Character encoding is a truly complex and labyrinthine affair, and it is true to say that few programmers who wrestle with its thorny issues come away unscathed (anyone for latin5?). Thankfully, as an e-book producer, you need ensure only that, when saving your content in your word processor as plain text, or pasting it from that application, you should convert the ‘smart quotes’ to ordinary straight quotes (as Step E in Stage Three in Chapter Seven, Production​directs). Suggested search terms for help on this are:

word smart quotes convert

You should also ensure that any HTML files you create have the following at the top of the <head> element, as Chapter Three advises:

 <meta charset = 'UTF-8'/>

Finally, if you conduct your own research on UTF-8, or when using your text editor, you may come across the concept of a ‘Byte Order Mark’ or ‘BOM’. Similarly, some text editors give you the option to save a file with or without a BOM. In all cases, you can forget about BOMs with impunity, as they are of value only when processing a text file from an external source (e.g. opening and manipulating it within a text editor), and even then they come into play only when handling text that is represented using older non-UTF-8 encodings (a ‘legacy’ issue, as these things are known).

That is, a BOM is a short sequence of bytes at the beginning of a stream of text that tells a text processing program certain things it needs to know about the character encoding used in the remainder of the file. However, given that you will create new HTML and CSS files when formatting your book's content, a BOM will play no useful role in your work. It follows that, as long as you create only ASCII code (i.e. where you use numeric entities in your HTML to signify ‘exotic’ characters) and/or save your files only in UTF-8 you will never need to instruct your editor to include a BOM. This will allow you to forget about this issue.

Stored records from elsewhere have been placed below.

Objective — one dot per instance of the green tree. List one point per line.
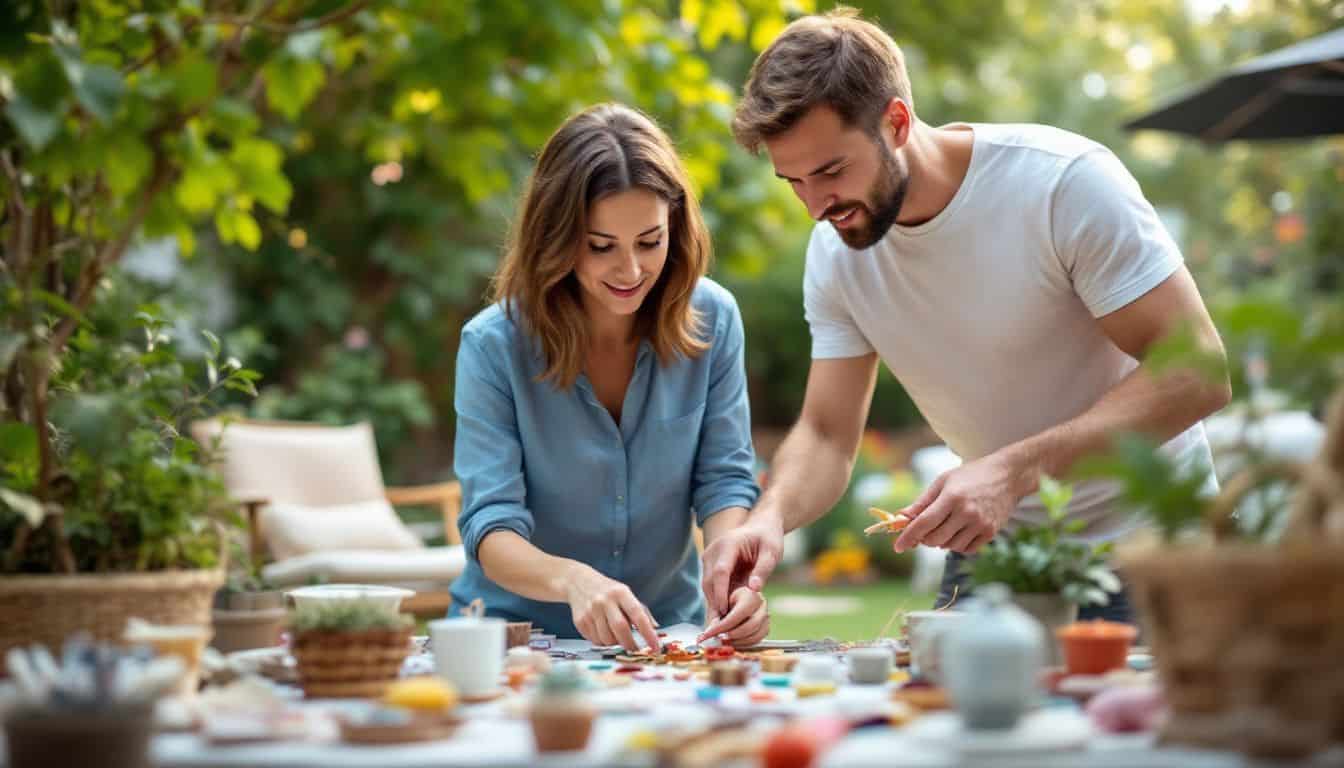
(127, 120)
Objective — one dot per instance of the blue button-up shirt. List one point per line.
(554, 467)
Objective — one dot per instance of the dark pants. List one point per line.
(1117, 609)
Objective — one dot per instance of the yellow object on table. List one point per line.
(187, 642)
(421, 694)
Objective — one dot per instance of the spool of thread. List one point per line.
(778, 665)
(727, 674)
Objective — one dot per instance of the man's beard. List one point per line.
(887, 195)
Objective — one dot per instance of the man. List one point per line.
(1011, 277)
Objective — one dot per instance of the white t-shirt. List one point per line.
(987, 312)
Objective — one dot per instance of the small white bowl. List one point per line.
(389, 597)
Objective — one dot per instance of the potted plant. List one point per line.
(1050, 573)
(1242, 613)
(118, 127)
(249, 613)
(348, 648)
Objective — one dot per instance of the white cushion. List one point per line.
(292, 530)
(436, 565)
(304, 464)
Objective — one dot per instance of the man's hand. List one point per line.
(964, 507)
(746, 623)
(741, 557)
(604, 611)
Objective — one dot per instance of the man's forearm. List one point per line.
(1157, 406)
(722, 522)
(808, 475)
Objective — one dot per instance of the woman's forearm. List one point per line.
(516, 565)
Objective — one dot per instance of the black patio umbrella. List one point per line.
(1289, 93)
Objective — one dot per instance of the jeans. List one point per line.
(1117, 609)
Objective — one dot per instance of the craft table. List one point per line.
(493, 736)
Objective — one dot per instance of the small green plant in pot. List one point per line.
(348, 648)
(249, 613)
(1050, 572)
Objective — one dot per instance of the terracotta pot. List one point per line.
(1096, 647)
(562, 725)
(518, 634)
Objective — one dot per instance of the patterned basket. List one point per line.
(1249, 640)
(350, 665)
(50, 608)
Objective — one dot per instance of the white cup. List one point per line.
(469, 653)
(926, 639)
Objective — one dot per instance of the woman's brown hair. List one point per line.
(601, 151)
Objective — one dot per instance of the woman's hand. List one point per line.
(745, 624)
(604, 611)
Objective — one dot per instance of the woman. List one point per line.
(601, 400)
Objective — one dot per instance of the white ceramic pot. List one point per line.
(926, 642)
(389, 597)
(991, 663)
(1053, 611)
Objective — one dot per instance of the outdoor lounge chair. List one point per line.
(317, 510)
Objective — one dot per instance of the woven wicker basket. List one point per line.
(350, 665)
(50, 608)
(1249, 640)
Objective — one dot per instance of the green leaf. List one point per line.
(305, 45)
(233, 117)
(260, 174)
(35, 124)
(214, 342)
(10, 346)
(1054, 495)
(18, 443)
(192, 80)
(125, 164)
(292, 84)
(235, 225)
(100, 92)
(28, 507)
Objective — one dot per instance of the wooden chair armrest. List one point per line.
(256, 548)
(446, 496)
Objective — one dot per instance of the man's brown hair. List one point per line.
(835, 59)
(601, 151)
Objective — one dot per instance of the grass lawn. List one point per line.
(870, 608)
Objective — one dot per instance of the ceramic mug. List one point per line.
(469, 653)
(870, 666)
(926, 636)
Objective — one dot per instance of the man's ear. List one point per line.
(899, 120)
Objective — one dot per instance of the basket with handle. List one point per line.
(1249, 640)
(49, 608)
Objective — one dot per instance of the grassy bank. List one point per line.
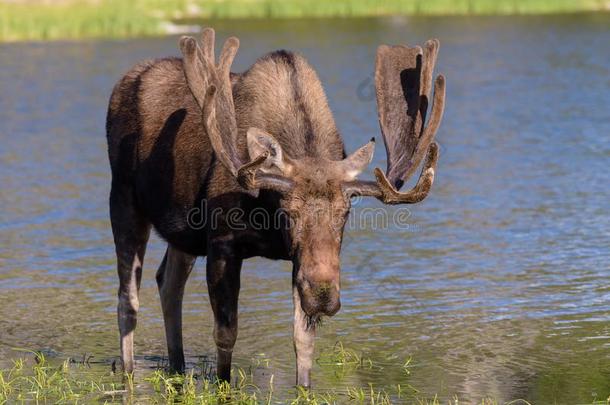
(33, 379)
(73, 19)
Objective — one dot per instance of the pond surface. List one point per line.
(498, 286)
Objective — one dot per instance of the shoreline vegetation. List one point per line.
(33, 20)
(34, 378)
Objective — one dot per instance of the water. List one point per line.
(498, 287)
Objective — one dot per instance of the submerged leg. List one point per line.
(131, 234)
(171, 279)
(304, 334)
(223, 272)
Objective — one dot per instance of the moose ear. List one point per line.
(355, 163)
(260, 142)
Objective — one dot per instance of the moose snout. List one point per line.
(319, 298)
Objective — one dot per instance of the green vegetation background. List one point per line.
(74, 19)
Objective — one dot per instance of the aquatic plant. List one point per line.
(74, 19)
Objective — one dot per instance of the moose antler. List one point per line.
(403, 80)
(210, 84)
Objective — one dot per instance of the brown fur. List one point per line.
(168, 162)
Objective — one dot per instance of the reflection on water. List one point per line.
(498, 287)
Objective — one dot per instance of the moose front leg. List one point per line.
(304, 333)
(223, 272)
(171, 280)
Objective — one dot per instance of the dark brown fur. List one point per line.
(268, 144)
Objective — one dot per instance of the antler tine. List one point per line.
(430, 53)
(425, 140)
(208, 37)
(209, 115)
(227, 55)
(194, 69)
(403, 80)
(389, 195)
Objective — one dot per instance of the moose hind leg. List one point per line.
(171, 279)
(223, 287)
(131, 232)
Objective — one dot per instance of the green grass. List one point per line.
(74, 19)
(33, 379)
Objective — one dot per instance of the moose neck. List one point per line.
(282, 95)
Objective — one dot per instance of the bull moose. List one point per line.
(186, 133)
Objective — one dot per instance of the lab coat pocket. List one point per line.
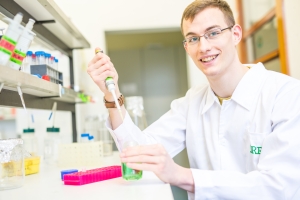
(253, 148)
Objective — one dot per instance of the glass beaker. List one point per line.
(135, 109)
(128, 173)
(105, 136)
(11, 164)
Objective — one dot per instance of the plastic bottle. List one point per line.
(30, 141)
(33, 59)
(84, 137)
(40, 57)
(27, 62)
(22, 46)
(10, 38)
(91, 138)
(51, 143)
(128, 173)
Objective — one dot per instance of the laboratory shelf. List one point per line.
(35, 86)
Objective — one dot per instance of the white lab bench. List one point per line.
(47, 185)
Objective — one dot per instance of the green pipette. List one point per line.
(110, 85)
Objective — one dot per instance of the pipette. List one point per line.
(21, 97)
(23, 103)
(110, 85)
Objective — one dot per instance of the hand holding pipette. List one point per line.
(110, 85)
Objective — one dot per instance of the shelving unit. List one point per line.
(55, 29)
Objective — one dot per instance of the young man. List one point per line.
(242, 131)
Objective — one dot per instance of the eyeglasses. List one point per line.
(209, 35)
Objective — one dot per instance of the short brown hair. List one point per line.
(199, 5)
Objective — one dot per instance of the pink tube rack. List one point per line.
(93, 175)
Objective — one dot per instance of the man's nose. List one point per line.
(204, 45)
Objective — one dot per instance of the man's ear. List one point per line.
(186, 49)
(237, 34)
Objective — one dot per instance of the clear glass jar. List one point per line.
(135, 109)
(11, 164)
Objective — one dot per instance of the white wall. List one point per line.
(291, 11)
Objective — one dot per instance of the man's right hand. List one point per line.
(99, 68)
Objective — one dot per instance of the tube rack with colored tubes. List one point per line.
(93, 175)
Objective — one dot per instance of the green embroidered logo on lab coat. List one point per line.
(255, 149)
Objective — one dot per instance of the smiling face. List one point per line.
(214, 57)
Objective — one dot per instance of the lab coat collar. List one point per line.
(209, 100)
(249, 85)
(245, 91)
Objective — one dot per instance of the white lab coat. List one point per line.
(248, 148)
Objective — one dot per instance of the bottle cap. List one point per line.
(18, 17)
(53, 130)
(129, 144)
(85, 135)
(29, 24)
(91, 137)
(28, 130)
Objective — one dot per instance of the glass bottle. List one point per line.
(135, 109)
(128, 173)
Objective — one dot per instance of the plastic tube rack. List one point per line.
(94, 175)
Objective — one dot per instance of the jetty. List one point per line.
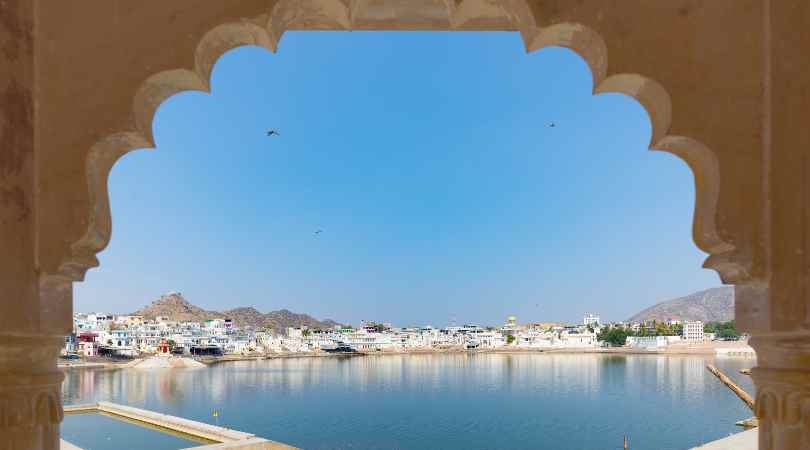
(214, 437)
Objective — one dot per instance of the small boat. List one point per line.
(341, 347)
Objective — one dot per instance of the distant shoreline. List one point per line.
(704, 349)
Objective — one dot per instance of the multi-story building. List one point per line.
(591, 319)
(693, 331)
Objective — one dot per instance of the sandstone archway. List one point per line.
(724, 81)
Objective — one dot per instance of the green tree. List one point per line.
(614, 336)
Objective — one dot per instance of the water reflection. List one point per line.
(447, 401)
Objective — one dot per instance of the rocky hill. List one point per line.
(711, 305)
(174, 306)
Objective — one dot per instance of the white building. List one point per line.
(693, 331)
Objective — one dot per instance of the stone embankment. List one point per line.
(167, 362)
(220, 437)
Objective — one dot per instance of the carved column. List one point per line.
(35, 308)
(30, 393)
(776, 308)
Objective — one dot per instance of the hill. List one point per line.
(711, 305)
(174, 306)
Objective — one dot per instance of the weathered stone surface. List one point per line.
(726, 84)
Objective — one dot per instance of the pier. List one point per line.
(215, 437)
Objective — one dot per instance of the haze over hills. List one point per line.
(711, 305)
(174, 306)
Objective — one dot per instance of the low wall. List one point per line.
(225, 438)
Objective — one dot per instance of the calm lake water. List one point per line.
(447, 401)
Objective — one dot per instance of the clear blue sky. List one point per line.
(428, 162)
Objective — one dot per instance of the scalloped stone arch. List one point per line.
(726, 84)
(266, 32)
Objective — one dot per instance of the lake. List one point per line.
(434, 401)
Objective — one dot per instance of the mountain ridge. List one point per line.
(709, 305)
(174, 306)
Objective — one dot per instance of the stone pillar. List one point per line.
(782, 377)
(30, 393)
(776, 308)
(35, 308)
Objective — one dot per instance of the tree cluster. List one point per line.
(726, 331)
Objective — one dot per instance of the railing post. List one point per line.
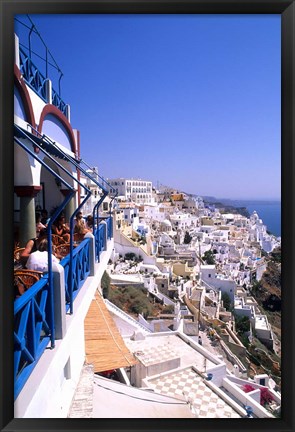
(68, 112)
(59, 300)
(16, 51)
(91, 253)
(48, 90)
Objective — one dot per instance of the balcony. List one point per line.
(42, 315)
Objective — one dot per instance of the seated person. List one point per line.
(61, 228)
(44, 217)
(38, 260)
(79, 219)
(80, 231)
(39, 224)
(32, 245)
(89, 222)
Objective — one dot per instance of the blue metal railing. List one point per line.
(100, 236)
(31, 330)
(76, 274)
(37, 81)
(109, 222)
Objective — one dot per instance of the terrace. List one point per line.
(49, 316)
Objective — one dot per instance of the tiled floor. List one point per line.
(187, 384)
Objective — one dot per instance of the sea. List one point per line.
(268, 211)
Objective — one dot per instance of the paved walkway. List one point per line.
(214, 348)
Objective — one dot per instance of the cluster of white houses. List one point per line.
(89, 336)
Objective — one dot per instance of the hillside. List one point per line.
(267, 291)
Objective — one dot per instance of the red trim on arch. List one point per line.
(21, 86)
(53, 110)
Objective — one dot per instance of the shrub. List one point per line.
(105, 284)
(266, 397)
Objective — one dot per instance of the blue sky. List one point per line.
(189, 101)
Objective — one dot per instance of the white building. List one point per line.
(136, 190)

A closing thought in this appendix: there is a certain gratification in the fact that pre-recorded CDs and DVDs utilise pits in a reflective surface that are every bit as physical as the wedge-shaped depressions that comprise clay-tablet cuneiform from the very dawn of civilisation.

That simple insight brings us full circle, yielding thus a refreshing consideration: the very first human writers could have understood binary and from there base-2 encoding, along with the sound reasons for using it. Those authors and scribes of old (most likely one and the same at the time) could have understood ASCII too and Unicode from there; and yes, even UTF-8 would have been within their grasp.

Times and technologies may change for writers, but the people that we are, and our motivations and symbolic means vary not.